Olmayanı gösteriyor ama bazılarının görmeye niyeti yok
Süleyman Demirel’in siyaset yapma biçimini hiç sevmedim. Halk dalkavukluğunun, popülizmin zirvesini yakalamıştı çünkü. 12 Eylül 1980’de başlayan siyasi yasağı 6 Eylül 1987 yılındaki...
Süleyman Demirel’in siyaset yapma biçimini hiç sevmedim. Halk dalkavukluğunun, popülizmin zirvesini yakalamıştı çünkü. 12 Eylül 1980’de başlayan siyasi yasağı 6 Eylül 1987 yılındaki referandum ile sona erip de rahmetli Özal’ın karşısına yeniden çıktığında Özal’ı devirmek için girmediği angajman, yapmadığı üçkağıt kalmamıştı.

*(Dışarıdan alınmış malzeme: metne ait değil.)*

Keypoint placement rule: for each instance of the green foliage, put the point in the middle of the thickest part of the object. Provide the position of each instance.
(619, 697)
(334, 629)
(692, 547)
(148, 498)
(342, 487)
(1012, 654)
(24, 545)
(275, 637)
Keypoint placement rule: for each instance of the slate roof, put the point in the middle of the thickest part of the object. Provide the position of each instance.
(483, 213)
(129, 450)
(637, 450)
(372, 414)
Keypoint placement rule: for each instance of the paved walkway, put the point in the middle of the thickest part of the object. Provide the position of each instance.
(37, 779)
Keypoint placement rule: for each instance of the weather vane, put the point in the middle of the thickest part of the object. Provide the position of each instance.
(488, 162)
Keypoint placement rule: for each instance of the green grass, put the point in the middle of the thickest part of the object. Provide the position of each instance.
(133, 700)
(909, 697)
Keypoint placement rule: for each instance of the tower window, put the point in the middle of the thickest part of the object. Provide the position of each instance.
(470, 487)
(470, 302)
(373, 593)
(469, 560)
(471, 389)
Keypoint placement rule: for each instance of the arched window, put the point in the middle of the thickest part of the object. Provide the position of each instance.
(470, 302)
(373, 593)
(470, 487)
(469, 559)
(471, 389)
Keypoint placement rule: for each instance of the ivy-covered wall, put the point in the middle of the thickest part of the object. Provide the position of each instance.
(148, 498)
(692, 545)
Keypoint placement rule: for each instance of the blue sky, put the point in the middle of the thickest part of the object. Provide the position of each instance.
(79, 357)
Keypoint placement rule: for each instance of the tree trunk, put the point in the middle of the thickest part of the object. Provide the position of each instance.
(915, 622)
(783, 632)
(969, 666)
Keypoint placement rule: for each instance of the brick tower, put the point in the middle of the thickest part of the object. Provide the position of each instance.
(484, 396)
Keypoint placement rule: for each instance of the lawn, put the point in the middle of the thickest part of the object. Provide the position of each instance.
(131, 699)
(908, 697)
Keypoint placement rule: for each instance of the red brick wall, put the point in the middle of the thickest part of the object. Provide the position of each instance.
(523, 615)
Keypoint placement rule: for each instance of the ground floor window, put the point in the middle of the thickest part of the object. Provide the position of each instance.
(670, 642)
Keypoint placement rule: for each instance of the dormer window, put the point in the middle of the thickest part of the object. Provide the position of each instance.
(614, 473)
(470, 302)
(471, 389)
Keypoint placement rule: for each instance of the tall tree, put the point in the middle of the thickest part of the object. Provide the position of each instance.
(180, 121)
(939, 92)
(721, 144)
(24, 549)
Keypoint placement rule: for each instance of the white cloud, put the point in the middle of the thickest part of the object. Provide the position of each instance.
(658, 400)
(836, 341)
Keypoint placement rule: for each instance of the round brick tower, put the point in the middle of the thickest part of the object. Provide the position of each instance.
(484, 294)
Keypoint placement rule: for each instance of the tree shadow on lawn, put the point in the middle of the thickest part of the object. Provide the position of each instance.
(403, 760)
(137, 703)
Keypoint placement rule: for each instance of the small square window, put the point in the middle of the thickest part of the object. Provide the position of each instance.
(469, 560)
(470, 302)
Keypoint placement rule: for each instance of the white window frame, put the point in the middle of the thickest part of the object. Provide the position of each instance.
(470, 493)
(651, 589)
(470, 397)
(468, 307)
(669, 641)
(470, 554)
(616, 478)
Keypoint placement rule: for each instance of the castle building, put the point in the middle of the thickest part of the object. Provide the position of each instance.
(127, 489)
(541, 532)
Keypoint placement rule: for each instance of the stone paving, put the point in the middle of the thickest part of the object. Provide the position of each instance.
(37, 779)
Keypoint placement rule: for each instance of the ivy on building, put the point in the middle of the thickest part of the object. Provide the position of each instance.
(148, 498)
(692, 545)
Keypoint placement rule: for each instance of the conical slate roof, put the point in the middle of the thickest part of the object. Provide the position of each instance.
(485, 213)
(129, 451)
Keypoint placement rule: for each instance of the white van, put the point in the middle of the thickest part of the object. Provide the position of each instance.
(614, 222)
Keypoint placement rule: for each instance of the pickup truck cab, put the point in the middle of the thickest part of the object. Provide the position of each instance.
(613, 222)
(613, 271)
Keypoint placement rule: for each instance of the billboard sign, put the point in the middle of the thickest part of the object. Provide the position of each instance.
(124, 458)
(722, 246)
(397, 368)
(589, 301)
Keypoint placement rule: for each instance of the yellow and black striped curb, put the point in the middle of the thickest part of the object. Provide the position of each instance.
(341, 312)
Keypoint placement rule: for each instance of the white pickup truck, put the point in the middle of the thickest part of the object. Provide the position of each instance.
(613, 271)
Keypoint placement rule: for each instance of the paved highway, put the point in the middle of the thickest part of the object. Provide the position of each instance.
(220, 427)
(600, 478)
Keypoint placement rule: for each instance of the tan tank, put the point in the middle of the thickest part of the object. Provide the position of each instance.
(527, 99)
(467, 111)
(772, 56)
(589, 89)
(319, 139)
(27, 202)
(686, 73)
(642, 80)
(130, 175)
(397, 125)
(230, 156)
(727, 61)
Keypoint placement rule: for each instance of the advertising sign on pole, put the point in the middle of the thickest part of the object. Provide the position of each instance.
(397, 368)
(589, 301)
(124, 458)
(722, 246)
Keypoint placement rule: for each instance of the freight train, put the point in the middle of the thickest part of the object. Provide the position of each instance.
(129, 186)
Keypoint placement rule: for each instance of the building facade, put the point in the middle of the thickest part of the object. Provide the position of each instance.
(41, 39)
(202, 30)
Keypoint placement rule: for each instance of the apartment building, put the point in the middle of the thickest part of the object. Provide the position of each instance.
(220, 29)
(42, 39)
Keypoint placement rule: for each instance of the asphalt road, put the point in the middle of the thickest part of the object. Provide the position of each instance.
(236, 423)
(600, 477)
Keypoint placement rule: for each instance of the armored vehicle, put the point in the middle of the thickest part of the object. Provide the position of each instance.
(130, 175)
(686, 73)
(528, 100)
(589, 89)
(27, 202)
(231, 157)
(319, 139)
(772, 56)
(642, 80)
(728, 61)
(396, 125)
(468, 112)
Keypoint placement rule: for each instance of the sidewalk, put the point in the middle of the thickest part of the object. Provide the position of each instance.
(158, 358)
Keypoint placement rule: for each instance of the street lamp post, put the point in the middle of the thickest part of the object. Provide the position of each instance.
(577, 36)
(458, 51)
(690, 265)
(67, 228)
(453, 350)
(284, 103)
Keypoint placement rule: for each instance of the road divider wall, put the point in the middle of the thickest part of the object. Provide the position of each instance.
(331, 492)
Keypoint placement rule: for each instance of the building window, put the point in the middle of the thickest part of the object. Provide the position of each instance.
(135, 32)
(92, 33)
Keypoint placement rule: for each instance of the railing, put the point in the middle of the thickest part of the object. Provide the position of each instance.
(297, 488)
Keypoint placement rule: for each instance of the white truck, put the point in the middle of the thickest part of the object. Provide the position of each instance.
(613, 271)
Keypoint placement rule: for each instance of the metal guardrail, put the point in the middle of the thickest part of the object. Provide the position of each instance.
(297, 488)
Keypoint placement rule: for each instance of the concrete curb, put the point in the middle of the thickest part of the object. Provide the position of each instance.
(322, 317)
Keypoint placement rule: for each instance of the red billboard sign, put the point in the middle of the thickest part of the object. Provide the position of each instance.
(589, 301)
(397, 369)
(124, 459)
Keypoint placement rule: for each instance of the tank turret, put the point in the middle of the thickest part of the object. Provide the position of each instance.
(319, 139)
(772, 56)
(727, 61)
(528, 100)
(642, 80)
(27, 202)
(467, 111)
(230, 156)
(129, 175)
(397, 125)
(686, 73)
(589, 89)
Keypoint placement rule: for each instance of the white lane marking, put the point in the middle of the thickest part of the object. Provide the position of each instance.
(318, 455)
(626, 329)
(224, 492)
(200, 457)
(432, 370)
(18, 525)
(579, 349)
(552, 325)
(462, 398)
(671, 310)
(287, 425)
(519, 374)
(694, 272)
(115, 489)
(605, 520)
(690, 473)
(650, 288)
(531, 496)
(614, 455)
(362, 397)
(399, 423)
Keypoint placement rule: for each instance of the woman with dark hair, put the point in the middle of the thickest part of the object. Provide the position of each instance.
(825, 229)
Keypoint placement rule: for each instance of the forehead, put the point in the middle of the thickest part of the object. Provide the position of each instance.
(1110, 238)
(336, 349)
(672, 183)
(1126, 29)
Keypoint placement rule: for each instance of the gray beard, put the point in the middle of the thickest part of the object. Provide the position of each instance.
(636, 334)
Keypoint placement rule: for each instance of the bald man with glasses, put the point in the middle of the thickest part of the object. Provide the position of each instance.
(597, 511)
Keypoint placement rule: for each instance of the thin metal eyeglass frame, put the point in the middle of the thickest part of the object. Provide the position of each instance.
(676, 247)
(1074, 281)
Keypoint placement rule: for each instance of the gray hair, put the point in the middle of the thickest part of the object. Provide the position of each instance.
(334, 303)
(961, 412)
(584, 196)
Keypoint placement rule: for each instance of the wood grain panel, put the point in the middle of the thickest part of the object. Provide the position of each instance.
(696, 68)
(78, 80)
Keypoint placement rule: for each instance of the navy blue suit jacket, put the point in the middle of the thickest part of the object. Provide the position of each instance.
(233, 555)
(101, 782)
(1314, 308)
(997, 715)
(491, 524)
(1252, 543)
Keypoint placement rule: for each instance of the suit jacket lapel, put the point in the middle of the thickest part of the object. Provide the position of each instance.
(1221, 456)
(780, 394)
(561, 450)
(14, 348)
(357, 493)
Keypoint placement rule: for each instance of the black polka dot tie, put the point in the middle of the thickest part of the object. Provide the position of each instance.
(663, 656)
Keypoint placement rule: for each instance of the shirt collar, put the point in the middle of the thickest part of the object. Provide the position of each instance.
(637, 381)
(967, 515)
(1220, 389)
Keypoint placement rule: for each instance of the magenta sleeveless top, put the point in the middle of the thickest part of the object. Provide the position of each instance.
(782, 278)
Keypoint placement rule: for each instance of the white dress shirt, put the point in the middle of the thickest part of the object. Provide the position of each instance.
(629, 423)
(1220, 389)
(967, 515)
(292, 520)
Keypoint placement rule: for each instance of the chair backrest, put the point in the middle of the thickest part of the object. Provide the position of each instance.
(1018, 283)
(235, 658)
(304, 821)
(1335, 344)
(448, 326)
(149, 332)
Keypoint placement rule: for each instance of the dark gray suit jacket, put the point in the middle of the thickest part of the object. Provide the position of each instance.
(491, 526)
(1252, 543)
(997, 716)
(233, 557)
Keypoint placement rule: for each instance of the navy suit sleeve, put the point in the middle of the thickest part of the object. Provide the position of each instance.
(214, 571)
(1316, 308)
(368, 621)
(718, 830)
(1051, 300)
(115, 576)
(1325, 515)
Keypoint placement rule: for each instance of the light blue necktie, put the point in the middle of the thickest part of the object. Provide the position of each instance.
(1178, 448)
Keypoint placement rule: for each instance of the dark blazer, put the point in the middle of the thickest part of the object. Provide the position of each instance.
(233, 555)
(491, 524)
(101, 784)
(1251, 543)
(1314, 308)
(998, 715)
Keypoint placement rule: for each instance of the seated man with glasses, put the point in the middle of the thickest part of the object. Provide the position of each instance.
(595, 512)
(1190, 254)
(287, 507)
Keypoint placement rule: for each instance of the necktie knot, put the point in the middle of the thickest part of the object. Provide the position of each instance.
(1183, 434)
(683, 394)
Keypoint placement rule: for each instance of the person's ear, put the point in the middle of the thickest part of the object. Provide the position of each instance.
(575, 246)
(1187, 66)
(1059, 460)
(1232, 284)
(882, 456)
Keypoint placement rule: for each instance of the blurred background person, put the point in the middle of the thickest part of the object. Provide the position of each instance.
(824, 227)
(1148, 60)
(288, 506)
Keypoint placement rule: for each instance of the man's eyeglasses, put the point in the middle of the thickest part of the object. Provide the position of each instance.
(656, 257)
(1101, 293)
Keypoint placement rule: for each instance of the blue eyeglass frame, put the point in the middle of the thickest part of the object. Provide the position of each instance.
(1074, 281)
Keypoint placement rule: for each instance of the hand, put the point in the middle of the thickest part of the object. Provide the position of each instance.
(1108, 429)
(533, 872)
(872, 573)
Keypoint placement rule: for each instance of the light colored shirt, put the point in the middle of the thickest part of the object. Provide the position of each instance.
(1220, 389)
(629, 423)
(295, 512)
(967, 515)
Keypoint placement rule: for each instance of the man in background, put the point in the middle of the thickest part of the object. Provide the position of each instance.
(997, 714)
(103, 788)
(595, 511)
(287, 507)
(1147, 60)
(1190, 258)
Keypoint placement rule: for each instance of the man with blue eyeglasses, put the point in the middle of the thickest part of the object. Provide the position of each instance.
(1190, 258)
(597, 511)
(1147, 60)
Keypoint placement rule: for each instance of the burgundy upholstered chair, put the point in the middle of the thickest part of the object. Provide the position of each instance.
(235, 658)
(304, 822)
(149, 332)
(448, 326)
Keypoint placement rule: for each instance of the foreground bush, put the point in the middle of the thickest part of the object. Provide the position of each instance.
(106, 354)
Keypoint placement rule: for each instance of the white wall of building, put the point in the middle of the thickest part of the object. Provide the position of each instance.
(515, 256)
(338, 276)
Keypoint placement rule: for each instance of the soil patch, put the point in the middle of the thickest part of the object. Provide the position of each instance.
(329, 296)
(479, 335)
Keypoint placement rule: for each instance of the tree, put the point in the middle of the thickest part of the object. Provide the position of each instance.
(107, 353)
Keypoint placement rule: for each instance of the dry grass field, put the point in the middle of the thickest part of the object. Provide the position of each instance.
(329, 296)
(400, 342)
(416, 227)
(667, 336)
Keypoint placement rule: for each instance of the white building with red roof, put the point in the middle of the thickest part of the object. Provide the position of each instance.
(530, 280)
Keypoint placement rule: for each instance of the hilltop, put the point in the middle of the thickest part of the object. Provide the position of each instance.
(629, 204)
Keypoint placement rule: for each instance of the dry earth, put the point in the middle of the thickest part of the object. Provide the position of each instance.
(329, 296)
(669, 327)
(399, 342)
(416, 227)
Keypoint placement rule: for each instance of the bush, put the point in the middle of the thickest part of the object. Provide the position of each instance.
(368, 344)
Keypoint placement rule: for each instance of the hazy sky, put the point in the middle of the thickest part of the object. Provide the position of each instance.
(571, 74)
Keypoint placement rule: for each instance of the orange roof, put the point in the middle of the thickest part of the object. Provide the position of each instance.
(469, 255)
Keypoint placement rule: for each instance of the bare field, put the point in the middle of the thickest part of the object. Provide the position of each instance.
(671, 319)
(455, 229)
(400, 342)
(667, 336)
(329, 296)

Mesela “Kim ne veriyorsa bir fazlası”nı vadeden popülizmi, “ödünç oy” avcılığı sadece bir kaçı. Ve siyasi literatüre giren “Türkiye’de petrol vardı da biz mi içtik” gibi veciz (!) sözleri Demirel’in siyaset yapma tarzına dair ipuçları.
DEMİREL TARZI: HEDEFE GİDERKEN HER TÜRLÜ YALANI SÖYLEMEK MÜBAH
Hedefe giderken söylediği yalanlarıysa uç uca eklesek Isparta’dan Ankara’ya yol olur, yani.
Örneğin, 1987 yılında üniversitelerde yeni yeni başlayan başörtüsü yasağının kaldırılması için destek arayan üniversite öğrencilerini Güniz Sokak’taki evinde ağırladığında şöyle demişti. “Çocuklar şimdi siz evlerinize gidin. Anne babanıza söyleyin ki yasakların kalkmasının oylanacağı referandumda evet oyu versinler. Yasağım kalksın iktidara geldiğimde ilk işim başörtüsü yasağını kaldırmak olacak.” (O öğrencilerin arasında ben de vardım. HÖ)
Sonra öğrencileri başından savmıştı. Yasaklar kalktı. Demirel iktidar oldu ve başörtüsü yasağı daha da derinleşti. Hatta Demirel, bir klasik konser esnasında ayağa fırlayıp “İşte çağdaş Türkiye” diye bağırdı. Başörtülüler için, seviyesiz bir üslupla “Arabistan’a gitsinler” gibi cümleler kurdu.